Maybe it was her age. Let's face it: adolescent girls are frightening. There's nothing, nothing that can compare to the dangerous brew of hormones and fearlessness that fuels a teenager. Maybe it was her looks -- that barely legal, Calvin Klein-model, heroin-chic poise she so perfected in the video for "Criminal." Maybe it was her questionable emotional stability -- that infamous "This world is bullsh*t" speech at the 1997 MTV Video Music Awards. Maybe it was her haunting back story -- she was raped at the age of 12, a subject alluded to in songs like "Sullen Girl" and "The Child Is Gone." Or maybe it was really just her talent, as a singer, a songwriter and a young woman willing to hold nothing back.
Unlike many of her peers, Apple was merging some very disparate forms of music -- the modern edge of alternative rock, the confessional poignancy of singer-songwriter blues and the traditional elegance of vocal jazz -- and somehow making it onto MTV in between silly Foo Fighters Mentos parodies and silly Spice Girls faux-feminism pep rallies. Sure, Apple was pinned as the angry girl, the dangerous seductress, but Tidal proved she had a lot more to give: the delicate twists and turns in her vocals that flowed with the grit and grace of Billie Holiday, Nina Simone and Ella Fitzgerald. The fighting instincts in her lyrics that rolled off the tongue with the prowess of Pattie Smith and Laura Nyro. The imagery conveyed through her words ("My feel for you boy, is decaying in front of me/ Like the carrion of a murdered prey") as vivid as anything by songwriting greats like Tom Waits or Leonard Cohen.

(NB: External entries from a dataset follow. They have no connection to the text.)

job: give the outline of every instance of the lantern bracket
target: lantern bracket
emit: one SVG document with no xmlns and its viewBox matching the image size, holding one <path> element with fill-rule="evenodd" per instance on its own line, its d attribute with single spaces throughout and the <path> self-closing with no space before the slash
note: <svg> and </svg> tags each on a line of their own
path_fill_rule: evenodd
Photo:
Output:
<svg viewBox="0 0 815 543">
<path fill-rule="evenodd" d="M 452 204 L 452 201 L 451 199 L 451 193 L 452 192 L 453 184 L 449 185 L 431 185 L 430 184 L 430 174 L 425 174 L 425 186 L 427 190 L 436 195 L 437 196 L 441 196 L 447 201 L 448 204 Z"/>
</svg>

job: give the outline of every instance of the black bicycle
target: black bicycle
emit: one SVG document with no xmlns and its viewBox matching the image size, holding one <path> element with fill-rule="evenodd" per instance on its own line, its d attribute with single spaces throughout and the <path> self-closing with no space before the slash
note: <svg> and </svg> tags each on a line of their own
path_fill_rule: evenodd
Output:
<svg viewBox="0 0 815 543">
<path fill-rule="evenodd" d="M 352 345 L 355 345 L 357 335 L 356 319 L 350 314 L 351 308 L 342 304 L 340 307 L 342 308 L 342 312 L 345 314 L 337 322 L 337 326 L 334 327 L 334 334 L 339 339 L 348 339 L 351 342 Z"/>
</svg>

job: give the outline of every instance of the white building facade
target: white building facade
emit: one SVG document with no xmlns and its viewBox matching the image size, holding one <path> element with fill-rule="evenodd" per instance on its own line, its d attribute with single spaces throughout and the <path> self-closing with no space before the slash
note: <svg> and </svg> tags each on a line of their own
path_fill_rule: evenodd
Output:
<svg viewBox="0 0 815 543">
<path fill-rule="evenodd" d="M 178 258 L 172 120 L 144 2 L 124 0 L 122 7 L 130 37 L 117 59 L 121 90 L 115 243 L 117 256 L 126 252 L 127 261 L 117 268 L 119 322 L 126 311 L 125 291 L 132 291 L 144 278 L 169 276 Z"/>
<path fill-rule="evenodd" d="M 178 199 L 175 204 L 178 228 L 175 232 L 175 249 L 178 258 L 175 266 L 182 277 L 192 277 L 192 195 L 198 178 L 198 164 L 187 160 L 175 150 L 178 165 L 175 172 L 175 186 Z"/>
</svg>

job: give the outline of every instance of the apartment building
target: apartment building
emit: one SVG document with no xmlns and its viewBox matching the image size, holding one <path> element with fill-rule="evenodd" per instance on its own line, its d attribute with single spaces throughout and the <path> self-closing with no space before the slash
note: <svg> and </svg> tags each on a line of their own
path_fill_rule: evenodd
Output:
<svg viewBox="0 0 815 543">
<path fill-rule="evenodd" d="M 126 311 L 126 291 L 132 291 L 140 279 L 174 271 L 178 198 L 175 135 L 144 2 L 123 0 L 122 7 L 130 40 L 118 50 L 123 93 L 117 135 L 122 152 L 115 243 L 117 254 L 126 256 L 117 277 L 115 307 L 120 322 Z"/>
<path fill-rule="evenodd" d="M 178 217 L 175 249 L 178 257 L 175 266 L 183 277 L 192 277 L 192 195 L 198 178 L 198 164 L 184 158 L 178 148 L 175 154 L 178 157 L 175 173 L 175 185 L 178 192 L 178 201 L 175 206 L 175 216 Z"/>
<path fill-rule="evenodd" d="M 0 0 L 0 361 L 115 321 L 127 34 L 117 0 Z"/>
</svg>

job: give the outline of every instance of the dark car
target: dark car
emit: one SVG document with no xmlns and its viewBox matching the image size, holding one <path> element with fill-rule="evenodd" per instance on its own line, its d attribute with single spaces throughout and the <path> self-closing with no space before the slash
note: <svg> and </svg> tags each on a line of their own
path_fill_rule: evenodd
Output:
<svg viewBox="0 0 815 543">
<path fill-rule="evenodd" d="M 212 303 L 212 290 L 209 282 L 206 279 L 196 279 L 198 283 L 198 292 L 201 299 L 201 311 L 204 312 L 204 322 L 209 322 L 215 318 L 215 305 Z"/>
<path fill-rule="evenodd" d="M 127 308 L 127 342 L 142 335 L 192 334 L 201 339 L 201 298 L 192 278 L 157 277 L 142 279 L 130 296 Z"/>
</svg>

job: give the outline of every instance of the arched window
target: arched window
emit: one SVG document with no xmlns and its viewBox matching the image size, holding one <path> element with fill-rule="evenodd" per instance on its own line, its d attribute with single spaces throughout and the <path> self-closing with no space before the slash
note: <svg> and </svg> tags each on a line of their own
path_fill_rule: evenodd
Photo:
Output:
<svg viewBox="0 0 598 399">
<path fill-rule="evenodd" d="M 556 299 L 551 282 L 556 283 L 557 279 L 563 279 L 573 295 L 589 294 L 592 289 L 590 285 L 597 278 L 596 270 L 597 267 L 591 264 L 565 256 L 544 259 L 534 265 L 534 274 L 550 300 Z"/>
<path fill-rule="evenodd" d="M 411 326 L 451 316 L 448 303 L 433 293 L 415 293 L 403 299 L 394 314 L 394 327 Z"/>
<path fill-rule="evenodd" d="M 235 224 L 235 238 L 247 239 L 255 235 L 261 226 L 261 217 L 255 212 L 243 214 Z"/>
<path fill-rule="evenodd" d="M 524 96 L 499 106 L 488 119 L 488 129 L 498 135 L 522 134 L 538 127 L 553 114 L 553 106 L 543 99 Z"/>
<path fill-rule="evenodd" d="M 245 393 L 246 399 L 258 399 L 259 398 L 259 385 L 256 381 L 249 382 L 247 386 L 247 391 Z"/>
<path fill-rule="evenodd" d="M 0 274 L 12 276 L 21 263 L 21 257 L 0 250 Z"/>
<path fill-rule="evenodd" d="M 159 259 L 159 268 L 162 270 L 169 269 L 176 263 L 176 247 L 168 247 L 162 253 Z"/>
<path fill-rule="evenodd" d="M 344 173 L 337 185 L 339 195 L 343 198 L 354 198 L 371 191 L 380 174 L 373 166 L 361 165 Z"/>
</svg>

Below, we spotlight some of these artists who helped pave the way and inspire the precocious soon-to-be-woman behind Tidal, the first release in an outstanding, if sadly small, catalog. Fans have desperately been waiting for a fourth album from Apple, her first since 2005's Extraordinary Machine. It's set to become a reality in 2012. In a 2006 Iconoclasts episode, Apple told Quentin Tarantino, "If you're not overflowing with something then there's nothing to give." So forgive the girl for taking her time. There aren't many people that can open themselves up with such vulnerability; so much so that it can make the listener feel as understood as the artist desperately hopes to be. And that's pretty rare in a world full of bullsh*t.